Somehow, she had been made many times the woman by these mere
extraneous trappings; and in his mind these wild Arabian Nights
adventures of hers seemed thrice as wonderful.

As they went in to breakfast he became aware that Munster and
Sparrowhawk had received a similar shock. All their air of
camaraderie was dissipated, and they had become abruptly and
immensely respectful.

"I've opened up a new field," she said, as she began pouring the
coffee. "Old Kina-Kina will never forget me, I'm sure, and I can
recruit there whenever I want. I saw Morgan at Guvutu. He's
willing to contract for a thousand boys at forty shillings per
head. Did I tell you that I'd taken out a recruiting license for
the Martha? I did, and the Martha can sign eighty boys every trip.
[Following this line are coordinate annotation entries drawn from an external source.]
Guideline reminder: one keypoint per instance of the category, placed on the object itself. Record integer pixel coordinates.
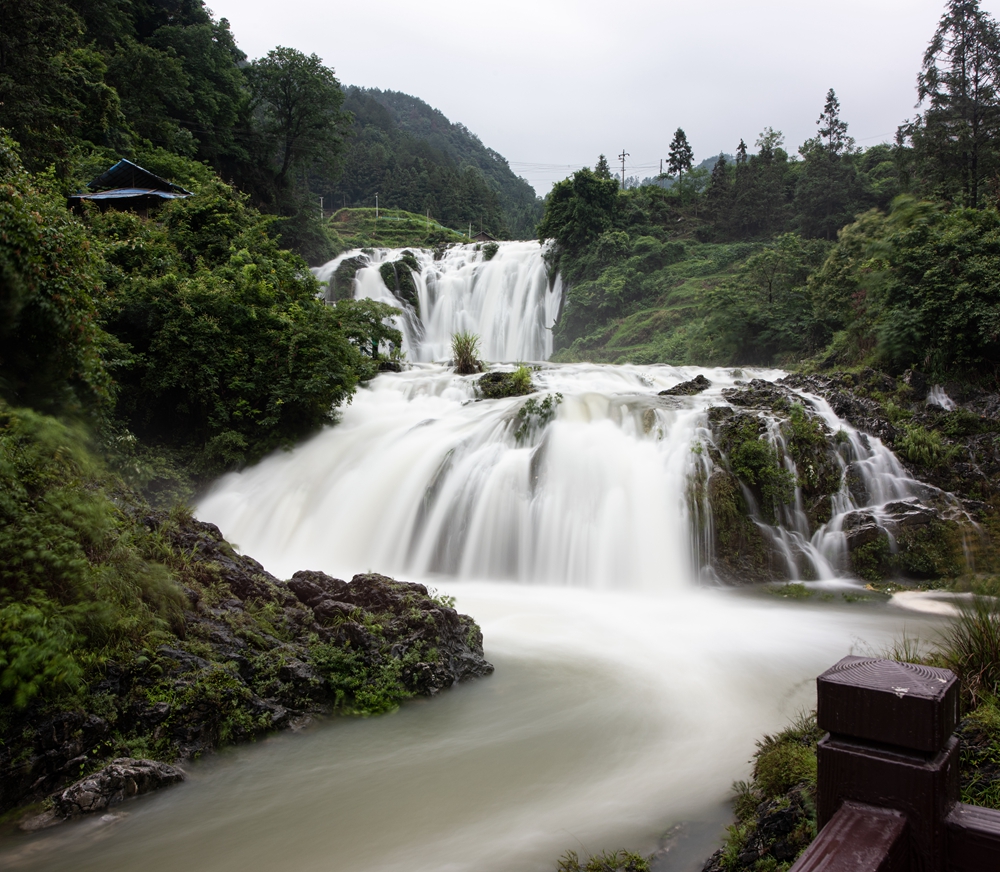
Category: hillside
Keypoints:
(416, 159)
(393, 228)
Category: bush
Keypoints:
(465, 350)
(971, 648)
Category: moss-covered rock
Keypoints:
(341, 286)
(689, 388)
(499, 385)
(776, 809)
(250, 654)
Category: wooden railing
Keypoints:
(887, 798)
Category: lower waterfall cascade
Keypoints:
(507, 299)
(423, 480)
(576, 526)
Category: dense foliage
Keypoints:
(83, 84)
(883, 257)
(417, 160)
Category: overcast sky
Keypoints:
(551, 84)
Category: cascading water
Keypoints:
(508, 300)
(626, 697)
(420, 479)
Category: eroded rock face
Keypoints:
(121, 779)
(689, 388)
(251, 654)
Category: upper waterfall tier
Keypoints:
(595, 480)
(507, 300)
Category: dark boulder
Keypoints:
(689, 388)
(121, 779)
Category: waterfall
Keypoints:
(420, 479)
(593, 481)
(507, 300)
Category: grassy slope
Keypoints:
(394, 228)
(660, 326)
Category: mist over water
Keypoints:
(629, 687)
(508, 301)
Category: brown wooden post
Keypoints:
(887, 797)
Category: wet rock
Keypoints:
(499, 385)
(119, 780)
(341, 286)
(860, 528)
(251, 654)
(759, 394)
(908, 513)
(917, 382)
(689, 388)
(857, 485)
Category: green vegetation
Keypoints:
(84, 84)
(885, 257)
(776, 809)
(416, 159)
(535, 415)
(465, 351)
(395, 228)
(499, 385)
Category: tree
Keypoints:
(827, 195)
(681, 157)
(296, 102)
(50, 343)
(832, 130)
(578, 210)
(955, 139)
(719, 196)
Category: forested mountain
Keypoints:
(85, 82)
(888, 256)
(416, 159)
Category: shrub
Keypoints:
(971, 648)
(465, 350)
(922, 446)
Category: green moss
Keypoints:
(873, 560)
(782, 765)
(617, 861)
(932, 551)
(754, 460)
(923, 447)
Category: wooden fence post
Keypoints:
(887, 796)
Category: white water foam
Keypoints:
(507, 301)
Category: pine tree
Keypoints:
(955, 139)
(719, 196)
(833, 131)
(681, 156)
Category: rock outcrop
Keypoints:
(248, 654)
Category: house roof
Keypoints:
(125, 193)
(127, 176)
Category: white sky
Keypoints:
(550, 84)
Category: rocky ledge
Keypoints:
(247, 654)
(776, 462)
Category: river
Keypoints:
(629, 686)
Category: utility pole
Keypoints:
(622, 157)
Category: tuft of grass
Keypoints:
(465, 351)
(616, 861)
(971, 648)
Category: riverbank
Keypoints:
(245, 654)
Sheldon smiled a trifle bitterly to himself. The wonderful woman
who had tripped across the compound in her Sydney clothes was gone,
and he was listening to the boy come back again.

CHAPTER XIX--THE LOST TOY

"Well," Joan said with a sigh, "I've shown you hustling American
methods that succeed and get somewhere, and here you are beginning
your muddling again."

Five days had passed, and she and Sheldon were standing on the
veranda watching the Martha, close-hauled on the wind, laying a
tack off shore. During those five days Joan had never once
broached the desire of her heart, though Sheldon, in this
particular instance reading her like a book, had watched her lead
up to the question a score of times in the hope that he would
himself suggest her taking charge of the Martha. She had wanted
him to say the word, and she had steeled herself not to say it
herself. The matter of finding a skipper had been a hard one. She
was jealous of the Martha, and no suggested man had satisfied her.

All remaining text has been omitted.